Не знаю, все ли, кто служит Тому, Чей Голос Заглушает Все Остальные, стали его сынами так же, как я. Возможно, каждый прошёл собственный путь, а возможно, и нет.
Мое откровение началось в Комнате Голосов.
Меня притащили туда руки — руки и крючья. Швы стянули мне веки. Я хотел кричать, но железный шипастый язык не давал шевельнуться моему собственному и держал рот закрытым. Они протащили меня по теплому металлу и голой земле, а затем, наконец, вытащили кляп и ушли. Я остался лежать на холодном полированном камне.

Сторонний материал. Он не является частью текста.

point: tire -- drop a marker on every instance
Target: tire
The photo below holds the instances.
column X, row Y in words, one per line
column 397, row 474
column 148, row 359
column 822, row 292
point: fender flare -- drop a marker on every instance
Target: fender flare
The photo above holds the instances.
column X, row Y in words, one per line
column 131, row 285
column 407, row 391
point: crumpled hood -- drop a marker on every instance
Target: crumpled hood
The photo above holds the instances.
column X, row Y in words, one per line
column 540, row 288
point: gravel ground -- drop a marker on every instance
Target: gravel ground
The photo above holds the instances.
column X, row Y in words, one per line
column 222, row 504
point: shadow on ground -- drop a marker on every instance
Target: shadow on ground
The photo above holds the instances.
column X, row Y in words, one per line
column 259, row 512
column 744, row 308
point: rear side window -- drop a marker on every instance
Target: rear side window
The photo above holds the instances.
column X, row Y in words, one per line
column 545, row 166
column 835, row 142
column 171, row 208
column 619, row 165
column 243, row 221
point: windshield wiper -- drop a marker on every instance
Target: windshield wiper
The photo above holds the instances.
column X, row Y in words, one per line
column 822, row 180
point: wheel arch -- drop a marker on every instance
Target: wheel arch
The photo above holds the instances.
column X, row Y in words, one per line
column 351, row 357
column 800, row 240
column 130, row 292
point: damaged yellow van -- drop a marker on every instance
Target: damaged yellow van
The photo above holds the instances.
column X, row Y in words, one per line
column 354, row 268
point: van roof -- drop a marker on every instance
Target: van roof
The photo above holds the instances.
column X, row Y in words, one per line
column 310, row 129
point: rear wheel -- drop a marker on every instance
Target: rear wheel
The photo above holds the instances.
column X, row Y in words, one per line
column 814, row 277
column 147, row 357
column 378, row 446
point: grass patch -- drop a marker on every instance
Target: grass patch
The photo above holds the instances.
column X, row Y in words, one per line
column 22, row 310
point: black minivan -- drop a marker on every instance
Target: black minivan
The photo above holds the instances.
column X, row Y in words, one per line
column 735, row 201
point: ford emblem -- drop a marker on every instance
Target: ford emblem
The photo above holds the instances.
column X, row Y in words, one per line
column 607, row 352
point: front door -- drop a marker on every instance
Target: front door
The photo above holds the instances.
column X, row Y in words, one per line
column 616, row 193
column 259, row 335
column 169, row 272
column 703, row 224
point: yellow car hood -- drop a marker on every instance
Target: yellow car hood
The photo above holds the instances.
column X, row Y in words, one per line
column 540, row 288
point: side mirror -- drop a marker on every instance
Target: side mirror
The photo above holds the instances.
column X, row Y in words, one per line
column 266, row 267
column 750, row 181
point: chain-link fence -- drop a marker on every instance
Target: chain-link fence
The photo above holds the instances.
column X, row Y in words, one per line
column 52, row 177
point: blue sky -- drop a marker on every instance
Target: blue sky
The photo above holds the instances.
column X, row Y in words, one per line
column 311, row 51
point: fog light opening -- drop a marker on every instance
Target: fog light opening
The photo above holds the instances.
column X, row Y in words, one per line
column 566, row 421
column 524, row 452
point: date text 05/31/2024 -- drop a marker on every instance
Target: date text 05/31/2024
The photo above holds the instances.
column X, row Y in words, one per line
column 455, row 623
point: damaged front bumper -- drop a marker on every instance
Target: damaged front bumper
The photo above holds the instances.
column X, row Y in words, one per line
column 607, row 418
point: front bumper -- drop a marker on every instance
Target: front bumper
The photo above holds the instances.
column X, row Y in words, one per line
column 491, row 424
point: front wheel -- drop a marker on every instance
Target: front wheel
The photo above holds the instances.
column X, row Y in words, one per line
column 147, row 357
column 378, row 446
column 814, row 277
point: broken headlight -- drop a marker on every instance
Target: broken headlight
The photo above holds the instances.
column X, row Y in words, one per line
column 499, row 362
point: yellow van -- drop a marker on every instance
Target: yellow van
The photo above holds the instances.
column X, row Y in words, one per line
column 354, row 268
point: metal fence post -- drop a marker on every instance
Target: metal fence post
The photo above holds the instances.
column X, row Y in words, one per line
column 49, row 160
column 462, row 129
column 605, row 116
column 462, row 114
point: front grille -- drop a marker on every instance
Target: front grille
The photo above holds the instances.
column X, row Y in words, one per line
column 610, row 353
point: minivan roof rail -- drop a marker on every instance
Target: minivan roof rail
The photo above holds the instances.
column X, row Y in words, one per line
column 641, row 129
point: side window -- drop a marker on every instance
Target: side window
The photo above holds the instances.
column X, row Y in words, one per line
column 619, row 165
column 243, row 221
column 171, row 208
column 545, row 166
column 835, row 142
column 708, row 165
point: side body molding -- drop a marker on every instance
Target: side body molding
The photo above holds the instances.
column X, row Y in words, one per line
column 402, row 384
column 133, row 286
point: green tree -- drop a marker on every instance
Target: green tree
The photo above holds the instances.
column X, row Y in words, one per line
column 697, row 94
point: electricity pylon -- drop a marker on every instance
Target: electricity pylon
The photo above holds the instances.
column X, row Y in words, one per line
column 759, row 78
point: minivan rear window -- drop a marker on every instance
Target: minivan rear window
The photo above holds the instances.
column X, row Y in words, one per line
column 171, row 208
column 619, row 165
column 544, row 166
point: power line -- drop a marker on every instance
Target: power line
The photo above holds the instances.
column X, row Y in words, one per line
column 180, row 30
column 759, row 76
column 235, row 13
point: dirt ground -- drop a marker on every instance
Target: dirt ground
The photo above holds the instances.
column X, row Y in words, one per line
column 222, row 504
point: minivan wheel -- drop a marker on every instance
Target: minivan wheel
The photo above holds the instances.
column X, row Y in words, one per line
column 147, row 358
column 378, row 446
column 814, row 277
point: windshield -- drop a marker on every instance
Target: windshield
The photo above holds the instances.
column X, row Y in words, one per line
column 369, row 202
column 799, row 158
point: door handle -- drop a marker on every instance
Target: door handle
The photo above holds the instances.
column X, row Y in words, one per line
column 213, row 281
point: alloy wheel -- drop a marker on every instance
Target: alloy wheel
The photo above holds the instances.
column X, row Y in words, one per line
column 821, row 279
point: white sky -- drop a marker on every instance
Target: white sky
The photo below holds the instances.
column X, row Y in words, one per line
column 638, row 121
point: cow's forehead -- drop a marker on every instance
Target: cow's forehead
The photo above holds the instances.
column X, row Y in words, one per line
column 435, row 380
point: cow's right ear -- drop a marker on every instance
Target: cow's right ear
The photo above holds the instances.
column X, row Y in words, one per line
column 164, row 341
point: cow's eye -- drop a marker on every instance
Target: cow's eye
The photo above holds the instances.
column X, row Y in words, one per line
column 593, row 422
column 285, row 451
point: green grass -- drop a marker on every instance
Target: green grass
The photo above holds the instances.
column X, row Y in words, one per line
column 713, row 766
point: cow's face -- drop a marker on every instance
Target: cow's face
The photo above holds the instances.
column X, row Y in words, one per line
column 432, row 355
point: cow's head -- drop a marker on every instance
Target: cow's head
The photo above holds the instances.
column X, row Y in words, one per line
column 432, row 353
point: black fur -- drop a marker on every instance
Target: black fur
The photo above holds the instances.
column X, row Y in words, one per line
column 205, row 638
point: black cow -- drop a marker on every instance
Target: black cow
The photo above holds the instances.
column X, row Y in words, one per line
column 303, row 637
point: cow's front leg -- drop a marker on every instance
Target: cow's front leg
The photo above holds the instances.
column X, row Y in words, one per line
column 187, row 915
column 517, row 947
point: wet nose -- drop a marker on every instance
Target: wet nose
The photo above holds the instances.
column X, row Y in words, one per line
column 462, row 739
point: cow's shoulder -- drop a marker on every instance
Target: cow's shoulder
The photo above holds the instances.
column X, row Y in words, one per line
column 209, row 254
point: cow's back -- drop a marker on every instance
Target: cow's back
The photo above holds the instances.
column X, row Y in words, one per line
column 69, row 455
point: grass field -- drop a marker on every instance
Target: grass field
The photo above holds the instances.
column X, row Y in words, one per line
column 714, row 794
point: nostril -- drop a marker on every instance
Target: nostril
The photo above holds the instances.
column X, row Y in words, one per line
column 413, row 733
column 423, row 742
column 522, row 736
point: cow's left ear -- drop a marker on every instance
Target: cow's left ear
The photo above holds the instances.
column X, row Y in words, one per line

Какое-то время я просто дышал и не шевелился.
А потом закричал.
Звук врезался в меня, пронзив насквозь. Мои вопли раздавались со всех сторон, становясь всё громче, всё выше, отражаясь и накладываясь друг на друга, пока не превратились в хор игл и молотов. Я попытался зажать уши руками, но к моим пальцам прикрепили железные шипы, и боль заставила оторвать ладони от лица. Тогда я закричал снова, и мотив моих страданий обрушился на меня в ответ. Мой собственный голос оглушал меня; визг словно раздирал тело изнутри колючей проволокой. Я прикусил губы.